W3C home > Mailing lists > Public > www-html@w3.org > January 1999

Hyphenation (to Jukka Korpela)

From: Aristeu E B da Silva <aristeu@mandic.com.br>
Date: Thu, 21 Jan 1999 21:11:04 -0500 (EST)
Message-ID: <000a01be45ac$6da872c0$01d6a8c0@pradesh>
To: <jkorpela@cc.hut.fi>
Cc: <www-html@w3.org>
Hi Yucca

[Sorry about the (pseudo)HTML message, I hope this one looks better.]

I liked very much your <hy> tag solution, and I'll try to convince you about
the importance of it.

First, some considerations to reinforce the point.

There is things we know, that came from very old works and discoveries. The
profession and art of producing printed information is plenty of this kind
of knowledge. Computer based communication has been, in my opinion, 'lazy'
sometimes, in getting hold of this heritage, most of the time it is
technologically justified, but often it's not. Some will say, even today,
that monospaced fonts does the same job with less effort. Less effort is
true, but the same job is not.

The point here is Readability, or efficiency in reading, or speed and
comfort too. Beauty is a consequence.

One of those early knowledge is that readability is always impaired if you
use columns of text containing an average number of characters per line
greater than about 50 and lesser than about 35. The two affirmative have
different reasons, the excess has to do with the lack of reference lines and
points to help the eye's movements.

Hyphenation is the fundamental resource to maintain adequate density of
words per area in those relatively thin columns, and to allow
'justification', which constructs a second vertical line in the column.

You may see that, a great number of web designers 'runs away' from the
one-column-standard that, for sure, is well suited to the variable width
medium that the web is, at least, it's easily suited . That wish cannot be
'deprecated', or seen as an not-ideal-way for using HTML. The means for
doing it is what needs to be improved.

HTM4.0 grasped some steps in that direction, but still lacks such an
important thing like a mean for building the 'chain-effect' that a real
column needs, mostly in a variable-size window.

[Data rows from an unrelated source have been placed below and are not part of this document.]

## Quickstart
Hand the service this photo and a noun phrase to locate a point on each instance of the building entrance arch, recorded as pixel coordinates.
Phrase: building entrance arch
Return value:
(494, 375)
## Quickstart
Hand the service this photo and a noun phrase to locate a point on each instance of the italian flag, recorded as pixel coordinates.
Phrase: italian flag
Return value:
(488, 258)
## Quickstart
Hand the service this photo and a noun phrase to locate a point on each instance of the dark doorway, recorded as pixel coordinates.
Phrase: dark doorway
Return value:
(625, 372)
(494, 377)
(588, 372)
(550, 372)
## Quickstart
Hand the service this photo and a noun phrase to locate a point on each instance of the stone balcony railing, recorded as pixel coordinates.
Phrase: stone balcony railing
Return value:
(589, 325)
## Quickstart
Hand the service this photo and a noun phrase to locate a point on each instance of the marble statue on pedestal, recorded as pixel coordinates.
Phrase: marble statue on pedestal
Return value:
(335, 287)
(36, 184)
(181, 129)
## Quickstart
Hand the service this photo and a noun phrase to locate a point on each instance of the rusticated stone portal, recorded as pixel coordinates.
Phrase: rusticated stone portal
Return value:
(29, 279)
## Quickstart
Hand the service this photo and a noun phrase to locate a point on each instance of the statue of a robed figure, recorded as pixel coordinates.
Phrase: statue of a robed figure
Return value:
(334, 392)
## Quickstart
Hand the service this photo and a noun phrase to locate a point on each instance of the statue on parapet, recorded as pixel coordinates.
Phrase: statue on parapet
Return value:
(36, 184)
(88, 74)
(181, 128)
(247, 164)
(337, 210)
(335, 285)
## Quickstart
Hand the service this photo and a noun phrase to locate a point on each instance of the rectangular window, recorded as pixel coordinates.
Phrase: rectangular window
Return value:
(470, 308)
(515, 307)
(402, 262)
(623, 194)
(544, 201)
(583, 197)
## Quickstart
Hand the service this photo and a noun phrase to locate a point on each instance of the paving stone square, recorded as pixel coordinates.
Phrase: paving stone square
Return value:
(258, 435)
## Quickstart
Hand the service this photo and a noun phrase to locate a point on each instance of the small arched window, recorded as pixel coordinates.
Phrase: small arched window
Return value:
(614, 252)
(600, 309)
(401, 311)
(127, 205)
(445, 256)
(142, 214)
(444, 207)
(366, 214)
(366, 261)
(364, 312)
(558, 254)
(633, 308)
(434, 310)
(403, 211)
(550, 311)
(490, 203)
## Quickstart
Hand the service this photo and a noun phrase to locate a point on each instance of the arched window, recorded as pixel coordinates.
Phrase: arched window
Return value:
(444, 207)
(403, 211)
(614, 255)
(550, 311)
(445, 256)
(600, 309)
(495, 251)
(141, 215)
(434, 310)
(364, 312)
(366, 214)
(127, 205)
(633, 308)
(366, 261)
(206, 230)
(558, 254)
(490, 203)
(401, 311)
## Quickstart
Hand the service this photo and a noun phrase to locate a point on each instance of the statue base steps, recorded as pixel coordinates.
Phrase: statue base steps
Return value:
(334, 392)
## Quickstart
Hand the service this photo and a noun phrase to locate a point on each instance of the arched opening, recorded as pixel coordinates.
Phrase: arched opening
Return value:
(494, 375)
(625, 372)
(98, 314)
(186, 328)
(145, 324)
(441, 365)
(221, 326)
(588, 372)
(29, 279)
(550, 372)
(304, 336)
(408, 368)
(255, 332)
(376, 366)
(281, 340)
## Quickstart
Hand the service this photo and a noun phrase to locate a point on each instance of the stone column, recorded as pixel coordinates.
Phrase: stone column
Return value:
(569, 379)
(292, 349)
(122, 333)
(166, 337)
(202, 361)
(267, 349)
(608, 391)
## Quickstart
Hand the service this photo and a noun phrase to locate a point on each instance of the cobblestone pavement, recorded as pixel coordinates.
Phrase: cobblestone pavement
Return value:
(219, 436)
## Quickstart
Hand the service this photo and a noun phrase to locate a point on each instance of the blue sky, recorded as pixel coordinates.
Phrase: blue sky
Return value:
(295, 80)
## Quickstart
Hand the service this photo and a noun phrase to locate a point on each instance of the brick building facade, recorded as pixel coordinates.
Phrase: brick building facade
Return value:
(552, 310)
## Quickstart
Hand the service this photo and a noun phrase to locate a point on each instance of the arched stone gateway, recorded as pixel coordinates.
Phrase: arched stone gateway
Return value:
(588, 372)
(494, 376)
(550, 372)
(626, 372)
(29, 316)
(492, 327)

But that's another issue,
maybe in the CSS's realm (if I'm wrong about this lack, please point me).

Returning to the <hy> tag.

For sure it's better than &shy for backward compatibility. The search
engines might also 'prefer' this (I think). The point is that _allowing_ it
to be used the way I told. That is, everywhere in the hyphenated text
pointing at all possible hyphenation points (actually,  _ almost _ all is
enough), is what would leave open the more possibilities.

Have you ever seen how QuarkXPress behaves in that matter? As that in others
sophisticated tools like PageMaker and even Word, the soft-hyphen concept
isn't new, as you know. But they differs in approach. The best one, in my
opinion, is Quark's.

It has an hyphenation engine, a modular one and linked to the language,
which may be parameterized  as a whole, at document level, with attributes
like: "Hyphens in a row" (number of consecutive hyphens allowed ), "smallest
word", "Break Capitalized Words" and a few others.

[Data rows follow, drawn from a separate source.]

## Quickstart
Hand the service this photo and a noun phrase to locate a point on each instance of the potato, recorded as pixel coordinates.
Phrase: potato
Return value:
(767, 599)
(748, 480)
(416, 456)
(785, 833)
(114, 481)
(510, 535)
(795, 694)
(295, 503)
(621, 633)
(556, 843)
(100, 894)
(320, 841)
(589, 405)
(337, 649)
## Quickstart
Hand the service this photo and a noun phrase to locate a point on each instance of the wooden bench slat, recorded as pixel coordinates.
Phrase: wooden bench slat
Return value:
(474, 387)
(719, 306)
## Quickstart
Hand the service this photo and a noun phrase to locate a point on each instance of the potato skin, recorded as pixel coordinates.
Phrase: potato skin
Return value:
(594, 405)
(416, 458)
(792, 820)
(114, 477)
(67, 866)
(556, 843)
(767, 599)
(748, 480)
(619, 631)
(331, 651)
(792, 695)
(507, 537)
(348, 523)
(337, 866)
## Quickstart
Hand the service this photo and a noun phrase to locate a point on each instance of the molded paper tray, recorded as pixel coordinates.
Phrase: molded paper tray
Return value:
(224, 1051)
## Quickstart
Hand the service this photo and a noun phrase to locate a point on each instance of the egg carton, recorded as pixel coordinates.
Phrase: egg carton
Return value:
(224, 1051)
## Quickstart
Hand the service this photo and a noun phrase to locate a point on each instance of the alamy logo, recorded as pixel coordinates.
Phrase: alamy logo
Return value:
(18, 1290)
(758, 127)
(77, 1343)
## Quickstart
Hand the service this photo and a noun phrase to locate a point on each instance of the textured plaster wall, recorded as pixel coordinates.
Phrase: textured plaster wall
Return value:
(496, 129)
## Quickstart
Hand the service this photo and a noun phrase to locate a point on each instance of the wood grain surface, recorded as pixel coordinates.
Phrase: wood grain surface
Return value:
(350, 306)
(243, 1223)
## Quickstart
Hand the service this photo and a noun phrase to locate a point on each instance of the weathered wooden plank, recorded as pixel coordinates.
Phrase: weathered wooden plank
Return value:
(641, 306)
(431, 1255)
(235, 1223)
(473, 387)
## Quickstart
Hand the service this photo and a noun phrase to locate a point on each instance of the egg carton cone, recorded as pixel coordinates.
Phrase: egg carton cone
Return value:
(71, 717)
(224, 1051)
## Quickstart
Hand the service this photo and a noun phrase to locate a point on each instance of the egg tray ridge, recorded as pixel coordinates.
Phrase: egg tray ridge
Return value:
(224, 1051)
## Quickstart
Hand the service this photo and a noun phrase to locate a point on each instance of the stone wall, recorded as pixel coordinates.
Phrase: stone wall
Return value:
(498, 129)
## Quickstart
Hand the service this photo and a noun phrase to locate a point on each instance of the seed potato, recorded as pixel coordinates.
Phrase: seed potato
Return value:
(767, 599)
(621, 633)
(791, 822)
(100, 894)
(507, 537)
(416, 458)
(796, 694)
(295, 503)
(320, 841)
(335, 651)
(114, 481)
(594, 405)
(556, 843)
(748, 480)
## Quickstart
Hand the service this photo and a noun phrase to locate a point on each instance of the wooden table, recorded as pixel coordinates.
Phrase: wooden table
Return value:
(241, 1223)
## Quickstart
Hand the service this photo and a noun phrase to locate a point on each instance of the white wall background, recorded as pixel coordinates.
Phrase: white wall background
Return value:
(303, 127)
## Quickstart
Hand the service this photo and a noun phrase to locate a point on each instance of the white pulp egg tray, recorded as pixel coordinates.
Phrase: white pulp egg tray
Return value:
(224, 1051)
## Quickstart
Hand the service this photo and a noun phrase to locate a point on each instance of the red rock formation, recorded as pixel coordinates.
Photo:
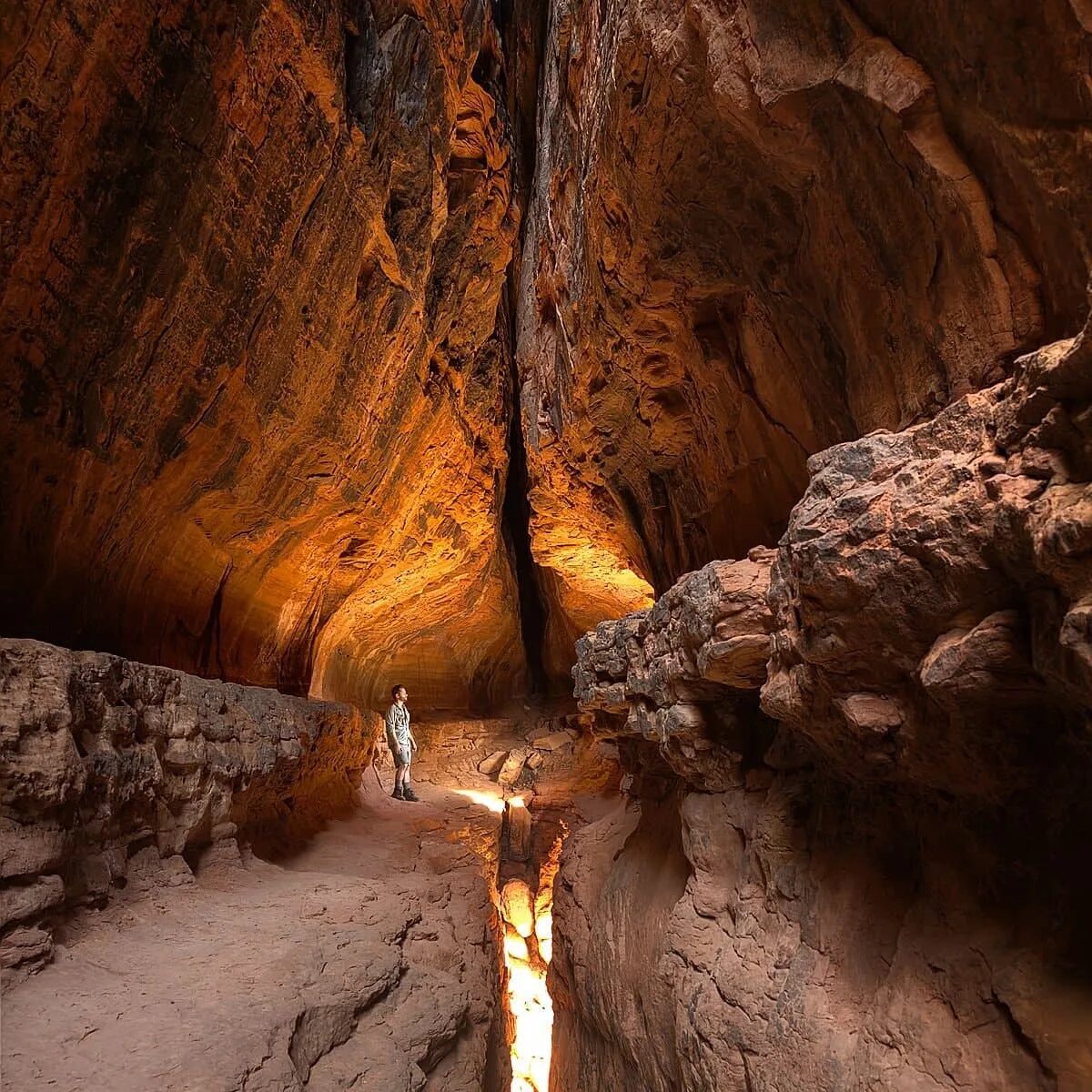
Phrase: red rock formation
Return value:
(255, 418)
(110, 768)
(884, 891)
(759, 228)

The good thing is that IF the text has soft-hyphen typed in, these
parameters will work the same way as if they where engine-generated hyphens.

The engine OR the hard coded soft hyphens, says WHERE (in the word). The
parameterization says WHEN (in the column flow).

The other _ and wiser _ thing, is that, in the conflict cases with the
paragraphs' 'hyphenated' attribute (which are a Boolean and also points to
an specific language's engine). The hard-coded soft hyphens always prevail.

That allows your "re-cord / rec-ord" case. To break extremely large words in
non-hyphenated paragraphs AND, to perfectly hyphenate some text where the
installed engine would be unable.

I think that this proposed behavior would not do any harm, and at the same
time would coexist and complete the UA's hyphenation engine approach.

Finally, I read "http://www.hut.fi/u/jkorpela/shy.html" and what I can tell
is that's a greater mess then I imagined.

I Think that your interpretation isn't worst than any other. In fact there
was 'historical' fonts designs that used different shapes for hyphens
introduced by the 'composer' and the ones actually existing in the word.
But, I never saw a software that made that differentiation, and even digital
versions of 'Goudy Old Style', for instance, doesn't does. I account this
for one of those old things forever vanished.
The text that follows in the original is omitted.